Fortunately, VC++'s implementation of std::ifstream
and std::ofstream
have non-standard overloads of their constructors and open()
methods to accept wchar_t*
strings for UTF-16 filenames.
explicit basic_ifstream(
const wchar_t *_Filename,
ios_base::openmode _Mode = ios_base::in,
int _Prot = (int)ios_base::_Openprot
);
void open(
const wchar_t *_Filename,
ios_base::openmode _Mode = ios_base::in,
int _Prot = (int)ios_base::_Openprot
);
void open(
const wchar_t *_Filename,
ios_base::openmode _Mode
);
explicit basic_ofstream(
const wchar_t *_Filename,
ios_base::openmode _Mode = ios_base::out,
int _Prot = (int)ios_base::_Openprot
);
void open(
const wchar_t *_Filename,
ios_base::openmode _Mode = ios_base::out,
int _Prot = (int)ios_base::_Openprot
);
void open(
const wchar_t *_Filename,
ios_base::openmode _Mode
);
You will have to use an #ifdef
to detect Windows compilation (unfortunately, different C++ compilers identify that differently) and temporarily convert your UTF-8 string to UTF-16 when opening a file.
#ifdef _MSC_VER
std::wstring ToUtf16(std::string str)
{
std::wstring ret;
int len = MultiByteToWideChar(CP_UTF8, 0, str.c_str(), str.length(), NULL, 0);
if (len > 0)
{
ret.resize(len);
MultiByteToWideChar(CP_UTF8, 0, str.c_str(), str.length(), &ret[0], len);
}
return ret;
}
#endif
int main()
{
std::string utf8path = ...;
std::ifstream iFileStream(
#ifdef _MSC_VER
ToUtf16(utf8path).c_str()
#else
utf8path.c_str()
#endif
, std::ifstream::in | std::ifstream::binary);
...
return 0;
}
Note that this is only guaranteed to work in VC++. Other C++ compilers for Windows are not guaranteed to provide similar extensions.

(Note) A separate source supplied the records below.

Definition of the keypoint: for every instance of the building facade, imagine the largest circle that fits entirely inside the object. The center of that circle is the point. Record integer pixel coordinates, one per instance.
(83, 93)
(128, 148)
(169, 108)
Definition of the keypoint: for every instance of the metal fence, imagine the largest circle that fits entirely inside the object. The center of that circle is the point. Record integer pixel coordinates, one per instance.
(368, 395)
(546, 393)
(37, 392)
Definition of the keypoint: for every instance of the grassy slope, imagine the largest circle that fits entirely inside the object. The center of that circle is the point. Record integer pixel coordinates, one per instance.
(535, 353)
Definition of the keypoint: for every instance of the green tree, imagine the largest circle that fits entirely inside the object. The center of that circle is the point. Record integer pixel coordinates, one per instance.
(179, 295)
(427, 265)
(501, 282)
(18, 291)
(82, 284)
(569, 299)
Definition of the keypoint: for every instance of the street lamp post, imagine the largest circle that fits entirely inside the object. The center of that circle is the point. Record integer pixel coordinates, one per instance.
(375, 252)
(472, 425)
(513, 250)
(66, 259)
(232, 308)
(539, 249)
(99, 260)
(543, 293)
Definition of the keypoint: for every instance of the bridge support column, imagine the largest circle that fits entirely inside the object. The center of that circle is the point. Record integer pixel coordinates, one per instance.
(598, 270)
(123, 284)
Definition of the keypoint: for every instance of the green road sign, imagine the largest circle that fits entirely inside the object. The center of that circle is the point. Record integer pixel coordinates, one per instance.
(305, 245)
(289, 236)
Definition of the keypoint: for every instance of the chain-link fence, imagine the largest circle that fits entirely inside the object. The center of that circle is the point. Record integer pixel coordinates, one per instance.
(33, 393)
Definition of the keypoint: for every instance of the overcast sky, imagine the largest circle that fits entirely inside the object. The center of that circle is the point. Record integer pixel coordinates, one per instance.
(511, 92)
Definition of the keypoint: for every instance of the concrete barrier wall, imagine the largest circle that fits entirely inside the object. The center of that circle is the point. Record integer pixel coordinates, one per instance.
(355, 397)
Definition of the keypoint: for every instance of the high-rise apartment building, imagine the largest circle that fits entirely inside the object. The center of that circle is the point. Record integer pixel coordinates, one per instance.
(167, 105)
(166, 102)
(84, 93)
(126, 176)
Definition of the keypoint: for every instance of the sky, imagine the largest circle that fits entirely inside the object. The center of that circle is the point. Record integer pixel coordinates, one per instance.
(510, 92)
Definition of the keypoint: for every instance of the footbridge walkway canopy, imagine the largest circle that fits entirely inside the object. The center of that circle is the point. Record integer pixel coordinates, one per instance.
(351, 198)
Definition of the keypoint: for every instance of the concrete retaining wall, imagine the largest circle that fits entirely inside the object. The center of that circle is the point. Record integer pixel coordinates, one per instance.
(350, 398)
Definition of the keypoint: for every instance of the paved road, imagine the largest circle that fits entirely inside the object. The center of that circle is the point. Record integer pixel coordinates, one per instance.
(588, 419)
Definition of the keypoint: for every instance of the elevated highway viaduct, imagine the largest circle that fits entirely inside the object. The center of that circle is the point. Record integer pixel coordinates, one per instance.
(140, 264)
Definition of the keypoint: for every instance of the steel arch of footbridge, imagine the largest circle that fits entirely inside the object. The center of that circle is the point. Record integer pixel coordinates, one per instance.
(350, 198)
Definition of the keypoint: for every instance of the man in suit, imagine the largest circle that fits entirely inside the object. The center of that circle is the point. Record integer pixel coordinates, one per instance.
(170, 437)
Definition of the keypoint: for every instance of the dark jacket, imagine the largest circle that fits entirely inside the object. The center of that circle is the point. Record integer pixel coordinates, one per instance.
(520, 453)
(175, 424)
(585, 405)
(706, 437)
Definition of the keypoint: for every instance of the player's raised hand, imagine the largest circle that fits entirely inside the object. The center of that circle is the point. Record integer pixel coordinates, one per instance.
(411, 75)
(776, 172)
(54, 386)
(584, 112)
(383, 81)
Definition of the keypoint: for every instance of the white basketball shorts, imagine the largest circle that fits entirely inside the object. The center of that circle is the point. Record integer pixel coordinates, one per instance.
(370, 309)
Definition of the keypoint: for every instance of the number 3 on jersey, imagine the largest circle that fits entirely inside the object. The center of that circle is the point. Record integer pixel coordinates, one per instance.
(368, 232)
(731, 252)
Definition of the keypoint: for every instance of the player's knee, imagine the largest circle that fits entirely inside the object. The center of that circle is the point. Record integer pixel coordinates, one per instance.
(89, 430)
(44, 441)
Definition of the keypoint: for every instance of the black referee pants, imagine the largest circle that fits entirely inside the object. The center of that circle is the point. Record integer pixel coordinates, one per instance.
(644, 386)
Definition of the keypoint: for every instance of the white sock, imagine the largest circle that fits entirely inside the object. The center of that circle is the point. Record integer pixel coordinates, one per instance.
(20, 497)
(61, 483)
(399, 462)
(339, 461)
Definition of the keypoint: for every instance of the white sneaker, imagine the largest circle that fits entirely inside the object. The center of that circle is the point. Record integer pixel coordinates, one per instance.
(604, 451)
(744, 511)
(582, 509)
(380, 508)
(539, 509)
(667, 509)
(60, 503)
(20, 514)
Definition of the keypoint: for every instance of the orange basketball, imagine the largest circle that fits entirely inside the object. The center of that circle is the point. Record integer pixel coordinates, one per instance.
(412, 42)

UPDATE: as of Windows 10 Insider Preview Build 17035, Microsoft now supports UTF-8 as a system-wide encoding that users can set their locale to. And as of Windows 10 Version 1903 (build 18362), applications can now opt in via their app manifest to use UTF-8 as a process-wide codepage, even if the user locale is not set to UTF-8. These features allow ANSI-based APIs (like CreateFileA()
, which std::ifstream
/std::ofstream
use internally) to work with UTF-8 strings. So, in theory, with this feature turned on, you might be able to pass a UTF-8 encoded string to std::ifstream
/std::ofstream
and it would "just work". I can't confirm that, as it very much depends on the implementation. It would be safer to stick with passing in UTF-16 filenames, since that is Windows' native encoding, which the ANSI APIs will simply convert to internally.